Custom fasteners made stronger

Jon Lawson

Ben Moskalik presents a look into the edgewinding process 

If you have never heard of edgewound fasteners or are not familiar with the edge winding process,you might want to keep reading. This little known but very interesting process is not even a topic included in the five million+ articles on Wikipedia.

Over the past few decades, innovations in fastener manufacturing processes and technologies have helped shape this industry and the end products they are a crucial component in. Edgewinding is one of those processes that has actually been around for many years and is typically used in manufacturing retaining rings and wave springs.

Edgewinding involves precision forming operations that coil pre-tempered flat wire on edge to create a near-perfect circle.
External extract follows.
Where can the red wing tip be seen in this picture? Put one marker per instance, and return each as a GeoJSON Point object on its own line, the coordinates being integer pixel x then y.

The circular-grain metallurgy produced by edgewinding (top image) manufactures fasteners with strength and stability far superior to that of conventional stamped retaining rings and springs.

Developing the machinery and operational team it takes to successfully implement this process is no easy feat. Most retaining rings and wave springs are stamped; produced simply by stamping the part through the metal grain (as shown in bottom image).

There are three key benefits that make edgewound retaining rings and wave springs a better solution than stamped parts.

The first benefit is limited material waste. Edgewound rings and springs can be coiled to specification in various diameters and numbers of turns – layers or coils – so there’s no material waste. This allows for the economical production of stainless steel and other exotic alloys.

Superior strength is another benefit. Edge- coiled fasteners make for rings and springs with 

metal crystallites having long axes going with the circumference. This is in contrast with stamping parts from flat sheet metal, which makes the grains going straight through the part – a less resilient material.

Quicker prototypes is the third key benefit. Edgewinding, also known as the No-Tooling-Cost process gives manufacturing flexibility that allows them to make fine adjustments to a custom part quickly and efficiently. This allows customers to have production- grade samples for prototype testing faster than they thought possible.

Edgewound fasteners allow engineers to design components with endless possibilities in dimension, all with a quick turn-around time and superior quality.